By the way, I know that I should keep my expectations low (sounds like even asking for floats on the CPU is asking for too much), but is there anything remotely like 128-bit VMX registers?
(And I'm secretly hoping that fadden is reading this question and has an awesome answer.)
Older Android devices like the G1 and MyTouch have ARMv6 CPUs without floating point support. Most newer devices, like the Droid, Nexus One, and Incredible, use ARMv7-A CPUs that do have FP hardware. If your game is really 3D-intensive, it might demand more from the 3D implementation than the older devices can provide anyway, so you need to decide what level of hardware you want to support.
If you code exclusively in Java, your app will take advantage of the FP hardware when available. If you write native code with the NDK, and select the armv5te architecture, you won't get hardware FP at all. If you select the armv7-a architecture, you will, but your app won't be available on pre-ARMv7-A devices.
OpenGL from Java should be sitting on top of "direct" byte buffers now, which are currently slow to access from Java but very fast from the native side. (I don't know much about the GL implementation though, so I can't offer much more than that.)
Some devices additionally support the NEON "Advanced SIMD" extension, which provides some fancy features beyond what the basic VFP support has. However, you must test for this at runtime if you want to use it (looks like there's sample code for this now -- see the NDK page for NDK r4b).
An earlier answer has some info about the gcc flags used by the NDK for "hard" fp.
Ultimately, the answer to "fixed or float" comes down to what class of devices you want your app to run on. It's certainly easier to code for armv7-a, but you cut yourself off from a piece of the market.
In my opinion you should stick with fixed-point as much as possible.
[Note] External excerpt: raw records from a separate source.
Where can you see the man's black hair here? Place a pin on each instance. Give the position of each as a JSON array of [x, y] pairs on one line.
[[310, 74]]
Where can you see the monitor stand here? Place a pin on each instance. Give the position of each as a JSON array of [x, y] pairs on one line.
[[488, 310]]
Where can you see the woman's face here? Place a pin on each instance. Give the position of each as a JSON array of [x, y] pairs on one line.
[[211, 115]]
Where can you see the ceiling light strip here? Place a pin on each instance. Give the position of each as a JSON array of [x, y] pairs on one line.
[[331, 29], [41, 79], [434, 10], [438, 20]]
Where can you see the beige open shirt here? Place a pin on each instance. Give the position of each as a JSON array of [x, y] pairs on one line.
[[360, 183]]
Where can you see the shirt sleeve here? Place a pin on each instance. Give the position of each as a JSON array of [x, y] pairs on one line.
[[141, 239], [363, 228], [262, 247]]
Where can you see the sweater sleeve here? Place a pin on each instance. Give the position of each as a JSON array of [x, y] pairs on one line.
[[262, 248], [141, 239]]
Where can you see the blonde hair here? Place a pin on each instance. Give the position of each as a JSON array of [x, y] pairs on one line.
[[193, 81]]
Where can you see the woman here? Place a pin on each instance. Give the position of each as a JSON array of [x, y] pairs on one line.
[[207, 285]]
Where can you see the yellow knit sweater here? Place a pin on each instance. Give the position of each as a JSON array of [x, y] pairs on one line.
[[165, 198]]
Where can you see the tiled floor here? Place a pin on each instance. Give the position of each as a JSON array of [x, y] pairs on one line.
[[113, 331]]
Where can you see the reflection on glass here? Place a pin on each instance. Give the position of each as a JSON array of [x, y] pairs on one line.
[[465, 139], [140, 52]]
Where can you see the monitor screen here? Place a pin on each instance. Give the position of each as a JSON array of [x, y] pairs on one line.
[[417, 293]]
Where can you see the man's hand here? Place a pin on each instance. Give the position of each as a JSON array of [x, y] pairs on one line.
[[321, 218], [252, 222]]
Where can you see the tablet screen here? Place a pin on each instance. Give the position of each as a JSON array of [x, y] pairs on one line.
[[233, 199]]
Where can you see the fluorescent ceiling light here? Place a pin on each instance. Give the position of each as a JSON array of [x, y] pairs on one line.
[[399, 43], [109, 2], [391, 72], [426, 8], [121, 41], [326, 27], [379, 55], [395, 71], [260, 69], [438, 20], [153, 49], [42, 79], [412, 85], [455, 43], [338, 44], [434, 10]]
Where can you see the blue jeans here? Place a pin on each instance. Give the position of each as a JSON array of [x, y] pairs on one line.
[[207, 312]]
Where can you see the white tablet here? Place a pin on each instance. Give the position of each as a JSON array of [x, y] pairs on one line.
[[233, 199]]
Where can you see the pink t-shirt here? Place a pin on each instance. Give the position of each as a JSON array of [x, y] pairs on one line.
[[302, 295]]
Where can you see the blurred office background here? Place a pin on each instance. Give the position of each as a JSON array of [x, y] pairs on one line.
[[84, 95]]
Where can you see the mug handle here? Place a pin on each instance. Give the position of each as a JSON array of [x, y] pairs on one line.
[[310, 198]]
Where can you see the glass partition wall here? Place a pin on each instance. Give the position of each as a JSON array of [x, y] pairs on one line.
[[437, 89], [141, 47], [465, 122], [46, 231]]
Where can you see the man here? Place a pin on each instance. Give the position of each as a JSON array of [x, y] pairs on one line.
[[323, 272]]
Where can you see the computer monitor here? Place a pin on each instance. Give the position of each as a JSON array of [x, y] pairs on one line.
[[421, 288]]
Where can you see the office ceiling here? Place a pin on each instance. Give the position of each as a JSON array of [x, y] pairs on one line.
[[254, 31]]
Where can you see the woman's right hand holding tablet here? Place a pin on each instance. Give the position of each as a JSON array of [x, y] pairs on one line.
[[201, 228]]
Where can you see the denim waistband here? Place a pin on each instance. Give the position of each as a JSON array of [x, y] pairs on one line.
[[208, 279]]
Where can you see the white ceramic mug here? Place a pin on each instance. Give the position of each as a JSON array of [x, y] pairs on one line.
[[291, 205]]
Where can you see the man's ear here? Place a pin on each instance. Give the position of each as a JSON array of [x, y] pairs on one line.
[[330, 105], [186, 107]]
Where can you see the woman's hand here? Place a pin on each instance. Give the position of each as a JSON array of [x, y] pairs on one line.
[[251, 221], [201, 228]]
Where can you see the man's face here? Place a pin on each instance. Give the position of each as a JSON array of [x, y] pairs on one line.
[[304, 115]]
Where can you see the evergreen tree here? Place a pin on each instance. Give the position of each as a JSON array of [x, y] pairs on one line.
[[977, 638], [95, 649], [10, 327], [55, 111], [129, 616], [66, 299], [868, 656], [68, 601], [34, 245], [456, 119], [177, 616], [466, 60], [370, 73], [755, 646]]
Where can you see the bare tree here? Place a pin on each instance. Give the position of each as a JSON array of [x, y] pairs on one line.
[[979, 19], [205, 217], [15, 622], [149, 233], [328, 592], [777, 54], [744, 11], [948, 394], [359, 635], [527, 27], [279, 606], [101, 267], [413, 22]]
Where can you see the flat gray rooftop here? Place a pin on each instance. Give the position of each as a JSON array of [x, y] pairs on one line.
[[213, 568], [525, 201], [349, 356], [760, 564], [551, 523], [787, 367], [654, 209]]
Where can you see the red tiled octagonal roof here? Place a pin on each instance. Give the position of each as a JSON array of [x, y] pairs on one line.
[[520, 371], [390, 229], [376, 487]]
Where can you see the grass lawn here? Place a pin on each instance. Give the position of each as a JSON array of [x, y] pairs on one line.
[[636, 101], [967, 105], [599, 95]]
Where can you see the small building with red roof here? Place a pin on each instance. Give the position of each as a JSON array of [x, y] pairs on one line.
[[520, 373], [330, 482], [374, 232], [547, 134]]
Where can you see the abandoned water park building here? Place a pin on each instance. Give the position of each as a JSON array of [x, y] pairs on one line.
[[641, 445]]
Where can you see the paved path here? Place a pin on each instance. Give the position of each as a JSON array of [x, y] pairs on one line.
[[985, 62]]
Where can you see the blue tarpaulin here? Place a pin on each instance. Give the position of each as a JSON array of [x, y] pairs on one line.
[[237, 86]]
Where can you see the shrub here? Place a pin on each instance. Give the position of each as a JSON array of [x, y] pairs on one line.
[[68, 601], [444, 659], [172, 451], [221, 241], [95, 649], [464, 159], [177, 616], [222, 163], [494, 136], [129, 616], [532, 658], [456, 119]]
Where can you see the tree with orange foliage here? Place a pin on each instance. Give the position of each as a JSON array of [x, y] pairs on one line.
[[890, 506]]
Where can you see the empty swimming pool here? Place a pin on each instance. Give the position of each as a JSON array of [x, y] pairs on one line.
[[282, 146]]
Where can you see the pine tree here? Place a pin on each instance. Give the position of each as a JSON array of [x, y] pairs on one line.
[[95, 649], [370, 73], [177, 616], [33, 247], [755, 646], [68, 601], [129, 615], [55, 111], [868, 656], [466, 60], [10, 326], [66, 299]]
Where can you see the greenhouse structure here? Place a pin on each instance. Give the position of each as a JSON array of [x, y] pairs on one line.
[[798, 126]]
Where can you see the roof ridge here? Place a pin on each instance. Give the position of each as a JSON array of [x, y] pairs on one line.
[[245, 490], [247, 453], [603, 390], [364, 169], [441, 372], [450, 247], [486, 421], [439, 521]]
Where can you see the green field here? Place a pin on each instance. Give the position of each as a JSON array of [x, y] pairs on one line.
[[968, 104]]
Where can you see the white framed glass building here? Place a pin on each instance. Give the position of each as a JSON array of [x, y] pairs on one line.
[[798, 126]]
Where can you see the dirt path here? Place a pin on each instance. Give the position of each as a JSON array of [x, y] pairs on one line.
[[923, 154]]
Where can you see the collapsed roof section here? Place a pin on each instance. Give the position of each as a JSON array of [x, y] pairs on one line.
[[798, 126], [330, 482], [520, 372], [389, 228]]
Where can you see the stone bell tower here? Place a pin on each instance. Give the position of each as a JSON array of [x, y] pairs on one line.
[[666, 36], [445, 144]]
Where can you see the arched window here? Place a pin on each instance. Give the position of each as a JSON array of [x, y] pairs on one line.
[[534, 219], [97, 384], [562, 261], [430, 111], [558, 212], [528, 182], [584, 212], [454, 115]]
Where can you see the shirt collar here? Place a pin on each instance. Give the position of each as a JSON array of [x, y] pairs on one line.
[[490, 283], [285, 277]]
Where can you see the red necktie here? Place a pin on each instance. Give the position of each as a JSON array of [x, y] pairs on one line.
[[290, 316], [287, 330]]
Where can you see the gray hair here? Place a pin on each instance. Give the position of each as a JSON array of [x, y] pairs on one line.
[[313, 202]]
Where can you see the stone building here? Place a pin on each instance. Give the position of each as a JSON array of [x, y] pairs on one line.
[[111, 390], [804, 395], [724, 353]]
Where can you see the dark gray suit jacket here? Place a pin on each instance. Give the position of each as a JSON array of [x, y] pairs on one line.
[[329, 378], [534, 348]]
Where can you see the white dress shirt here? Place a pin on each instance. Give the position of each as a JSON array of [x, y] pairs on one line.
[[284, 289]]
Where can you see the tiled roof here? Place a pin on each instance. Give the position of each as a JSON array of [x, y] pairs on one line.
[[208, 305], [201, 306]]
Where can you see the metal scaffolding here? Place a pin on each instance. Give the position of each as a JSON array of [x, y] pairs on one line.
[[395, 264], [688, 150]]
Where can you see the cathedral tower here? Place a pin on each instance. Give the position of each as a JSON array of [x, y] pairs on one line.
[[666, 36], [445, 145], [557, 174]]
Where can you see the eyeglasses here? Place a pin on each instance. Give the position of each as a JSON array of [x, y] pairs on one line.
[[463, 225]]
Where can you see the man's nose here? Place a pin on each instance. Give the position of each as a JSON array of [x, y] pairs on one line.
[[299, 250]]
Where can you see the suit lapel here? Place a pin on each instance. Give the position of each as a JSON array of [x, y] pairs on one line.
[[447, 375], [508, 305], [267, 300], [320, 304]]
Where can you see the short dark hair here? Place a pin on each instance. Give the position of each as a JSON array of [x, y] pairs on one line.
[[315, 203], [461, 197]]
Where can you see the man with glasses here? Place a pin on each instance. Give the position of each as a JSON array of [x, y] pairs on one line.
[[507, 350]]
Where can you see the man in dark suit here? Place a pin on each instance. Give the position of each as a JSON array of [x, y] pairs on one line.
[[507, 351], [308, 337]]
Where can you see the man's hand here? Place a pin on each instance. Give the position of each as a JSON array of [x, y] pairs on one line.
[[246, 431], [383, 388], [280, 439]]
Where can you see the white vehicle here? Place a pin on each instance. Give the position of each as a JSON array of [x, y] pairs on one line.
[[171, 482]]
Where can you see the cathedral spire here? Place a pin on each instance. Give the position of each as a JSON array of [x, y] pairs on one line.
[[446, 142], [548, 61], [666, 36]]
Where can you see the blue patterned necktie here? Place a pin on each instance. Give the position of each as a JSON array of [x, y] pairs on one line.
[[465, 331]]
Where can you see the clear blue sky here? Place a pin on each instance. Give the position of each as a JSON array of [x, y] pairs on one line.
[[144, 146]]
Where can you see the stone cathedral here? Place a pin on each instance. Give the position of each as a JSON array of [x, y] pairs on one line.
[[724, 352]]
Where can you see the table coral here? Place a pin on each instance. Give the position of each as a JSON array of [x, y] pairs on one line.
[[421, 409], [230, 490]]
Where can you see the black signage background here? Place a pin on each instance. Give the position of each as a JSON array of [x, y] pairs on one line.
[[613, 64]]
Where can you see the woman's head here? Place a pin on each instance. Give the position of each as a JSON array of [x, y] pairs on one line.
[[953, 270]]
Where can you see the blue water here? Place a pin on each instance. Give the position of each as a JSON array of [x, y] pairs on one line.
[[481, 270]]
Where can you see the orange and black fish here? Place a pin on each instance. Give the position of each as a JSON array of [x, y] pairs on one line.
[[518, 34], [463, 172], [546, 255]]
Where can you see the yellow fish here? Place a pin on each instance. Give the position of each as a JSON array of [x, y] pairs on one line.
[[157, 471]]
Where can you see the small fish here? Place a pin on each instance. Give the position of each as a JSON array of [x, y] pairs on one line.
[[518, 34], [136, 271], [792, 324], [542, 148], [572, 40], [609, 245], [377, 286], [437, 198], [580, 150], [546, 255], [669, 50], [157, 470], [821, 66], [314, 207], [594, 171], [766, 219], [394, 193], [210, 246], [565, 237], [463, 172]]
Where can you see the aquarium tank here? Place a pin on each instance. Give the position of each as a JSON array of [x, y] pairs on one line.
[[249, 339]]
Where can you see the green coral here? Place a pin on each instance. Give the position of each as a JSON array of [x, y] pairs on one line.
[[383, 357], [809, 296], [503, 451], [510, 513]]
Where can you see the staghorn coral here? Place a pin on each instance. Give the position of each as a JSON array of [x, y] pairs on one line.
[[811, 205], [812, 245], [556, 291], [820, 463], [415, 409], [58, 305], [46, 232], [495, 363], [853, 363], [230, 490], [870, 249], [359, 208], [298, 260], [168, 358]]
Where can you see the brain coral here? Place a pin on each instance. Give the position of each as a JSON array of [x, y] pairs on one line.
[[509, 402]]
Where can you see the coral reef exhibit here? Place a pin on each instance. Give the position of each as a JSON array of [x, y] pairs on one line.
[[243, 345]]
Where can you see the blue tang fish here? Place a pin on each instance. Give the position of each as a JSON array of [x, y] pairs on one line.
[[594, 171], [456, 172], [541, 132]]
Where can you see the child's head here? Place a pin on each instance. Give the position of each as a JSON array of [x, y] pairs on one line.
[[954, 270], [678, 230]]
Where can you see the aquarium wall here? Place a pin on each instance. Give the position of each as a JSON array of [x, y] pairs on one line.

Not only old phones miss floating point support, but also new ones such as the HTC Wildfire.
Also, if you choose to require ARMv7, please note that for example the Motorola Milestone (Droid for Europe) does feature an ARMv7 CPU, but because of the way Android 2.1 has been built for this device, the device will not use your armeabi-v7a libs (and might hide your app from the Market).
I personally worked around this by detecting ARMv7 support using the new cpufeatures library provided with NDK r4b, to load some armeabi-v7a lib on demand with dlopen().